Her eyes meet mine, and a flash of scorn crosses them. It's drowned out instantly by a flood of tears, and I find myself with her sobbing body wrapped within my arms in the next second.
“I don't want to see you right now,” she whispers mournfully into the collar of my shirt.
I have no clue what to do, so I just go with my gut instinct. I wrap my arm around her waist and pull her even closer, letting her tears soak into my shirt. She sobs near silently into my shoulder as her hands fist into the fabric of my shirt. She shakes so hard I wouldn't be surprised if she collapses.
“I know.” It's not really a surprise that she's less than thrilled to see me, especially right now. “Let's get you out of here. Where's your bag?”

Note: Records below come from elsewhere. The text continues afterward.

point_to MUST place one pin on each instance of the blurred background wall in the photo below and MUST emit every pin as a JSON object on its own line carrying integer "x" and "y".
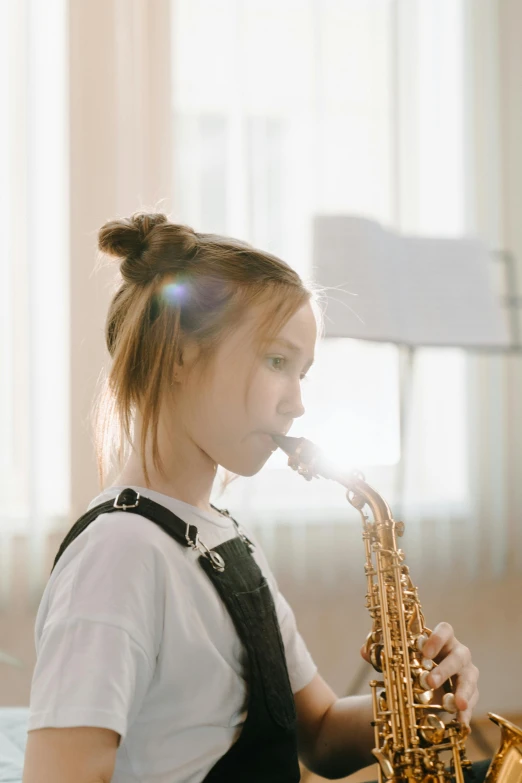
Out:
{"x": 247, "y": 119}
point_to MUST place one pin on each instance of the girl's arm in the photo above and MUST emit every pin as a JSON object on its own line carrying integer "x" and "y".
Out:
{"x": 335, "y": 735}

She pulls herself together for long enough to get her bag and her coat, and keeps her head held high as she follows me out to the SUV. As soon as the door closes behind her, though, she dissolves into tears again.
I settle the flowers into the gap between her seat and the center console before pulling out of the parking lot, but I keep my mouth shut. If I've learned one thing from my sister, it's to stay quiet when a girl is breaking down like this.

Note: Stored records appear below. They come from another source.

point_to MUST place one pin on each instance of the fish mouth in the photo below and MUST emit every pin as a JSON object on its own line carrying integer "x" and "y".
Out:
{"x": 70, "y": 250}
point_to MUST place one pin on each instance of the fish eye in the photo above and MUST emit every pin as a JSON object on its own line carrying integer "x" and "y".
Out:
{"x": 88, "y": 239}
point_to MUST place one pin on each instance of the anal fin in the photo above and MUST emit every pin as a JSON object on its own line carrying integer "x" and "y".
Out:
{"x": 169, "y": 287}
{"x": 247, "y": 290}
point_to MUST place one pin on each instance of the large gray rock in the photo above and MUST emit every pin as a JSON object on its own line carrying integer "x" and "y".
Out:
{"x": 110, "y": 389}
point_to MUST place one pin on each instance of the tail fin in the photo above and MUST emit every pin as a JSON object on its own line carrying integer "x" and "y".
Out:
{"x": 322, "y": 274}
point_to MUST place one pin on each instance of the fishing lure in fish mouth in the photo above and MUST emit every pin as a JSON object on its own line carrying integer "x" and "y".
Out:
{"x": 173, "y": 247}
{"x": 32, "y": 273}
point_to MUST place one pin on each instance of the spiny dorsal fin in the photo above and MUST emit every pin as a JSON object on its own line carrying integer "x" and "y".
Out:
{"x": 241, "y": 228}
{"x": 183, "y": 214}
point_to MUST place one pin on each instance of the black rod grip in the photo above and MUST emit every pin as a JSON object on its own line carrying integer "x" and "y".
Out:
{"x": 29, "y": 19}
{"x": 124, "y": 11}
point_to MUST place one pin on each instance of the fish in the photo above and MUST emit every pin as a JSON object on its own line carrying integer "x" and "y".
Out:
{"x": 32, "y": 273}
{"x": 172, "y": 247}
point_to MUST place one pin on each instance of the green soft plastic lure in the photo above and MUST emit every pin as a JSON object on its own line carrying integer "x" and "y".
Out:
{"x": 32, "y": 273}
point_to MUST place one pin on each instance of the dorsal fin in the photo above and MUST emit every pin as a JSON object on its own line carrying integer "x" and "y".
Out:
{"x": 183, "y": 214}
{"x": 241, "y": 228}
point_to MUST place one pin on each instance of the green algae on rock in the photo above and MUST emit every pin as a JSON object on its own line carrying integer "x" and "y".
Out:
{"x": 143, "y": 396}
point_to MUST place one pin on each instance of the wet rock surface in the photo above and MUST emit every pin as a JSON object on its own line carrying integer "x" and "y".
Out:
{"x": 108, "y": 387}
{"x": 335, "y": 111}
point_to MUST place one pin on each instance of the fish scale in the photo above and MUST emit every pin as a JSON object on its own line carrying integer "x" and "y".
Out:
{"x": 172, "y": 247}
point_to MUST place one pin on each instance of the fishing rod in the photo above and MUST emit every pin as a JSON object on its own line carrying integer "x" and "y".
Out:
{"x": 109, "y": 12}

The drive to the ranch should be plenty of time for her to run out of tears and be in a better headspace.
Well, I hope it will, at least.
We make most of the trip in complete silence, no sound but the rumble of the road and Katie’s occasional sniffles to fill the air. It's not until the road turns from pavement to gravel that she looks up.
“What?” she asks blankly, looking around as I pull ever closer to the gates of the ranch. “Why are we here? Wayne, I—Look, I really don't want to do whatever this is. I just want to go home.”
“I wanted a chance to apologize. Properly.” I ignore the frustrated sigh she sends my way and maneuver the SUV through the parking spaces in front of the barn and down past several of the old sheds near the back pastures. “Give me half an hour. If you don't want to hear any more after that, I'll take you back to the clinic and make sure you and your car get home safely. Deal?”
I don’t know what I’ll do if she negotiates this deal or vetoes it, but I think I’m safe. I have a feeling she's too tired to fight me on it.
“I… okay, sure. Whatever.”
I keep my victorious grin to myself as I pull up to the little storage shed that I picked for today’s activities. It's old and looks rickety, but it's always been the sturdiest of the buildings out this way.
Aaron really went all out on making it look like something out of a fairytale, though.
It's surrounded by a thicket of trees and flower bushes, a path of white rose petals leading to the base of a ladder that leans against the side of the shed. If I was patient enough to wait for nighttime, I'd have asked him to deck the whole place out in string lights, but my impatience is actually working for me today.
Katie’s jaw drops open in surprise when I park the car, and she glances between me and the shed. I round the front of the car to pull her door open for her, and she narrows her eyes in hesitant confusion before stepping out.